I would like to add this image:


note that from the picture, the main component that gets hot is the USB/ethernet hub - by far, this MAY warrant a heatsink if you are using those components heavily, it has restricted airflow due to a case/etc. and it is in a warmer environment, or some combination thereof.

The second component that gets warm in the image is the 3.3v regulator - this is to be expected from a linear regulator, and basically a non-issue in the new + editions of the pi. These pieces are designed to heat up (that is how they work), so I would not be concerned with this piece needing a heatsink.

Finally, the CPU (and memory which is above the CPU) - this is unlikely to need a heatsink since it will throttle itself if it gets too hot - if you do notice throttling, then you may want a heatsink (and you could run into this if you overclock.. but if you really are THAT desperate for more CPU power, perhaps the Pi isn't for you...)

edit to add new model:

Giles Read has added a heatmap image of the Pi 2:

Pi 2 heatmap image

Seems like the quad core CPU is more power hungry, but looking at the scale on the right helps bring it into perspective: under 40 degrees Celsius is fine for a CPU package, no heatsink needed

and to quote from the RPi foundation

No. The chip used in the Raspberry Pi is equivalent to a chip used in a cellphone, and does not become hot enough to need any special cooling.

  • Nice! Do you have a source for that image?
    – IQAndreas
    Nov 18, 2014 at 21:03
  • @IQAndreas - it came up when I did an image search for "pi heatmap image" with many sources - not sure which one is the original unfortunately Nov 18, 2014 at 21:27
  • This picture may be of an early Pi B, which had a circuit error, connecting two 3.3 V (or 1.8?) busses. This made the networking chip supply 3.3V to the whole board, making it very hot and unreliable.
    – tomnexus
    May 17, 2015 at 19:56
  • What level of cooling do you need if you want to overclock it using the system settings? Do I need a fan, or would I just need a heat sink, if I wanted to do the highest level?
    – jfa
    Sep 19, 2015 at 23:15
  • @JFA it depends a lot on the ambient temperature and humidity, and for how long you need the max performance but I stand with what I said before - you probably want to look into a different system with more CPU power than to try and overclock the Pi to a higher performance level (intel Edison comes to mind, there are several snapdragon dev boards, etc. ) Sep 20, 2015 at 11:39

No, it does not need a cooling system. If the CPU gets too hot (>85C) it will throttle back the speed.


Perhaps vendors sell heat-sinks to gullible people for the same reason they sell gold plated digital audio cables, they make a profit.

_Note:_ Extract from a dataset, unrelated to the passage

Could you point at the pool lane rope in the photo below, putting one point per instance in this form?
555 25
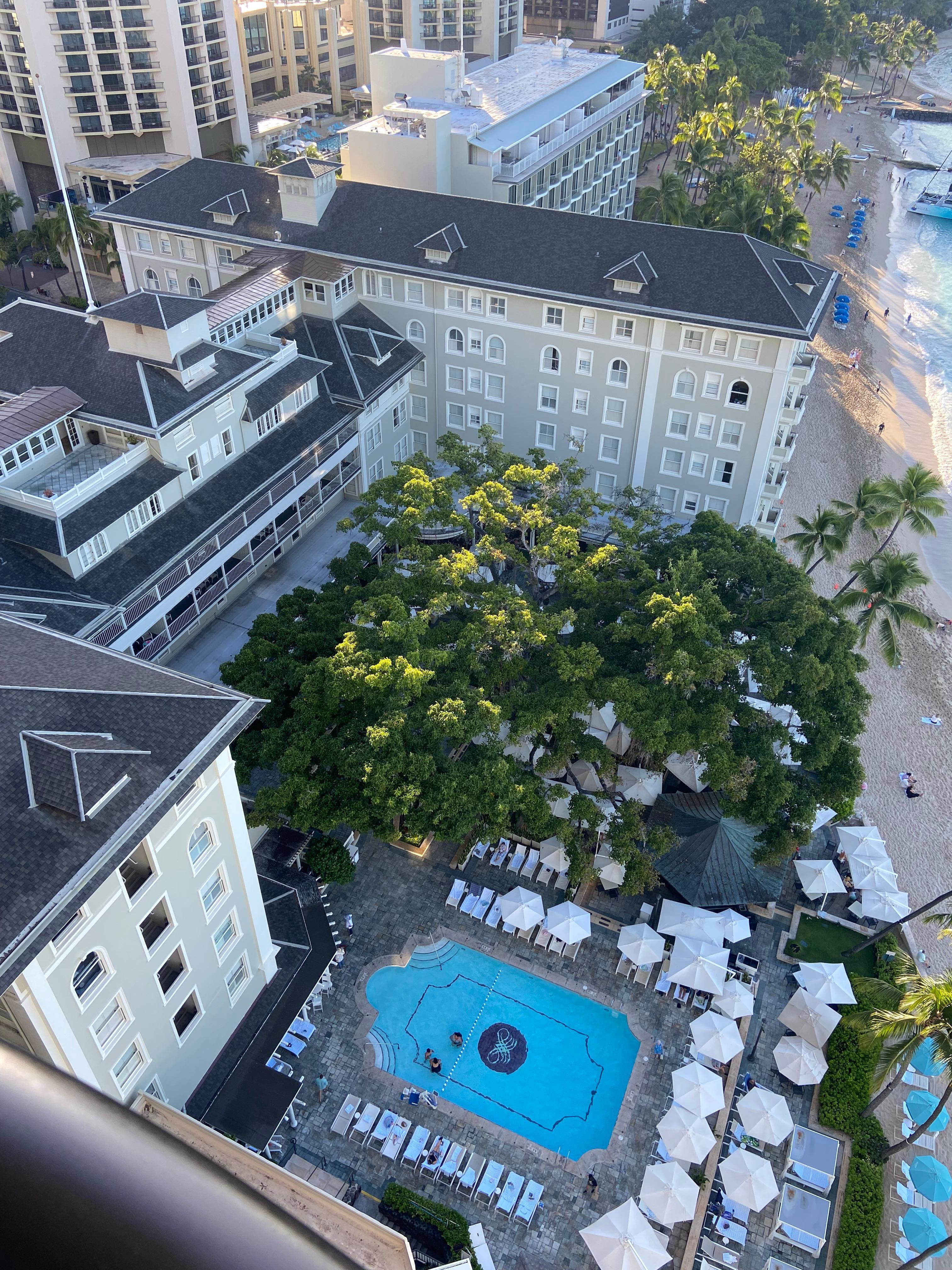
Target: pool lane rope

There are tests videos on YouTube. Here is one with heatsink and one with an additional fan. It's clear that the heatsink alone does only make a marginal difference, which probably does not justify the money you pay for a heatsink.

  • 6
    won't putting a heat sink help prevent the pi from throttling back and may help maintain performance?
    – PhillyNJ
    Aug 24, 2014 at 16:01
  • 2
    Certainly (not the same as the need the OP was asking about though).
    – joan
    Aug 24, 2014 at 16:21
  • How likely is it to hit that 85C temperature and throttle? Unlikely. Here's one person's experience in a room at a reasonable temperature (25C / 77F) : raspberrypi.org/forums/viewtopic.php?f=29&t=11579#p169872
    – dannysauer
    Jan 23, 2019 at 22:28

The best thing I can suggest is just to monitor the temps for a while and see for yourself if it is needed in your case. (ambient temps, overclocking and continued load being major factors). The greater the load on the components, the more heat they produce.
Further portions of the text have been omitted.